In the Name of the Son
Banned in Argentina for 20 years due to nude content involving minors, and thought to be lost. This impenetrably metaphoric and surreal movie by Jorge Polaco
portrays a family in trouble. The father has a lover who physically worships him and walks around with pubic hair in different colors, the step-mom is depressed,
breaks out in manic emotions and causes her husband to panic and order her repeatedly to open her eyes or to stop her outbursts. She also has a mentally handicapped
big brother and an unhealthy physical and emotionally tense relationship with her step-son, a young boy who also walks around naked in some scenes. There are recurring
themes of difficult relationships with dead or disabled ancestors, including a mummified grandfather whom they keep and abuse in the basement, an alluded car accident that
haunts them, and a dotty grandmother who seems preoccupied with objects, as well as many busts and paintings of relatives. Other themes include a nursery of children or
animals playing, and games between the father and his lover, and in-between, a strange symbolic character appears to give popcorn or chickens to the children. The film
is mostly a series of emotional or playful interactions and raw outbursts between the characters, sometimes reminiscent of Zulawski, except that it is very static and
doesn't develop. This, together with the fact that the movie is not enjoyable on its own terms without its hidden meaning, did not allow me to derive any pleasure from it.

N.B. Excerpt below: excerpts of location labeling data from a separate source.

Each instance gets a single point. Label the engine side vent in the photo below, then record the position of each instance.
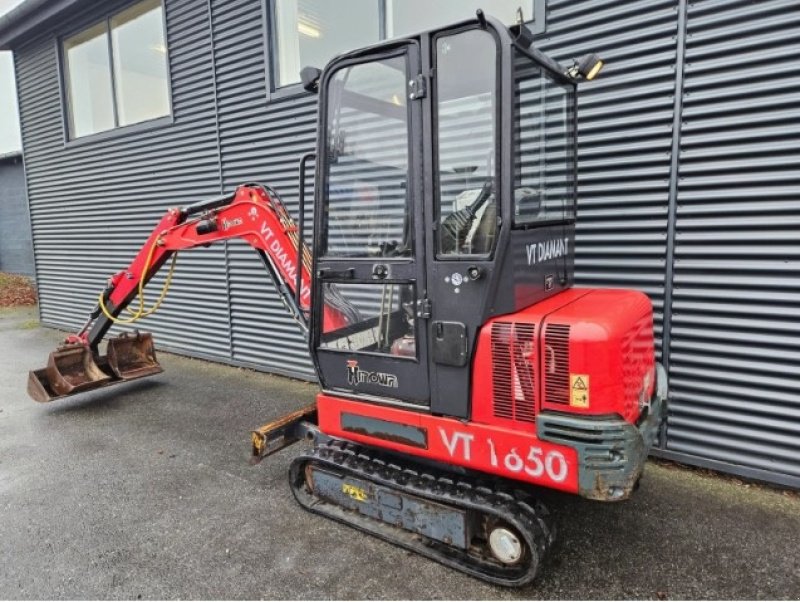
(556, 363)
(514, 371)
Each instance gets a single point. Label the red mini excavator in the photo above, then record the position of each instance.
(461, 372)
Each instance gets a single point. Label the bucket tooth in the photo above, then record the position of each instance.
(71, 370)
(132, 356)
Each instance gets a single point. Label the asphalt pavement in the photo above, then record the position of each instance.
(144, 491)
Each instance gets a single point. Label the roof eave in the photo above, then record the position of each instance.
(28, 16)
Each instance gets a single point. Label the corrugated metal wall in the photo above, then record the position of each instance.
(735, 346)
(16, 249)
(711, 193)
(93, 202)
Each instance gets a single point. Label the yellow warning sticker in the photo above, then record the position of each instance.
(579, 390)
(357, 493)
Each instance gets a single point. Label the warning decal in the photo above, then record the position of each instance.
(579, 390)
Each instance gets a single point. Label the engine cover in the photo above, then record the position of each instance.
(584, 351)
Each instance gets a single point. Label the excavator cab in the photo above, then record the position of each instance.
(442, 159)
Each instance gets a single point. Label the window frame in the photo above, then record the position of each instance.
(572, 109)
(63, 74)
(269, 25)
(498, 147)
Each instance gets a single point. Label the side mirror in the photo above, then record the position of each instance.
(588, 66)
(309, 76)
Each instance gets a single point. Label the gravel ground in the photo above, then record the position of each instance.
(144, 491)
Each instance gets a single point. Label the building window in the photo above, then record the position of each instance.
(116, 71)
(311, 32)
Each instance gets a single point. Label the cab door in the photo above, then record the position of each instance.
(369, 334)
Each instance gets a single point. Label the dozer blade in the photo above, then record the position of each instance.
(132, 356)
(70, 370)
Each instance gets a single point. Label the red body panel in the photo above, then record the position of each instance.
(600, 340)
(485, 448)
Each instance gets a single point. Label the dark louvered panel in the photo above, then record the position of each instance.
(735, 395)
(624, 137)
(514, 370)
(556, 363)
(260, 141)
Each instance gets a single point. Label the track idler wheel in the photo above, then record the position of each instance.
(466, 524)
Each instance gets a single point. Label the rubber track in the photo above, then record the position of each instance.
(528, 516)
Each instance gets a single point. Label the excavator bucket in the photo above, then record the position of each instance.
(70, 370)
(132, 356)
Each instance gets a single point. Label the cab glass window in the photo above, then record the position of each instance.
(466, 122)
(367, 212)
(544, 161)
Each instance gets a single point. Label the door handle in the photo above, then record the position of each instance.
(331, 274)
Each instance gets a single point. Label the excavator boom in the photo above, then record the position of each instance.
(253, 213)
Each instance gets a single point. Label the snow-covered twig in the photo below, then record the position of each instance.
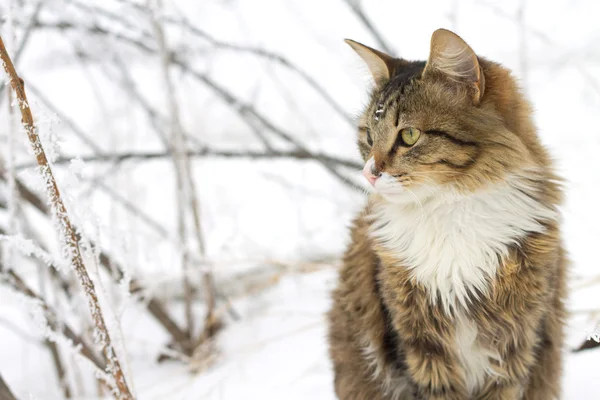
(71, 243)
(5, 392)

My second Polaco movie and I am just as confused and bored. Visually, this movie is even busier than Kindergarten, looking like John Waters had filmed it on a Corkidi
set, or as if someone had taken everything in the props warehouse and thrown it all over every set, then gone to the thrift shop for costumes and bought anything
with bright colors. Like Kindergarten, the plot is paper-thin and the movie consists mostly of scenes of people interacting, over-acting, throwing emotional outbursts,
dancing, playing and having kinky sex, with various pets roaming all over, but unlike Kindergarten, this one is all about kitsch, trash and Waters-style comedy. Polaco
uses an Argentinian ex-sex-symbol, bringing her out of retirement, giving her the role of a woman who comes back to her hometown rich, teaming up to save the city with
her ex-lover the kinky mayor, who has a manic, hysterical wife, and a fat masturbating mommy-boy son. There is some revenge against some wacko inhabitants of the city
who used and abused her when she was a helpless homeless young woman, all straight out of a soap opera, and lots of dancing, festivals, gaudy costumes, random horny,
kitschy and trashy antics, a post-mortem wedding, strange acrobatic performers, a hairy butt at the gym, random pigs, molestation by bodybuilders, raunchy performances
by insane transvestites, and heaps of scenes with actors chewing up the scenery (and there is a lot to chew up!). Colorful & insane trash.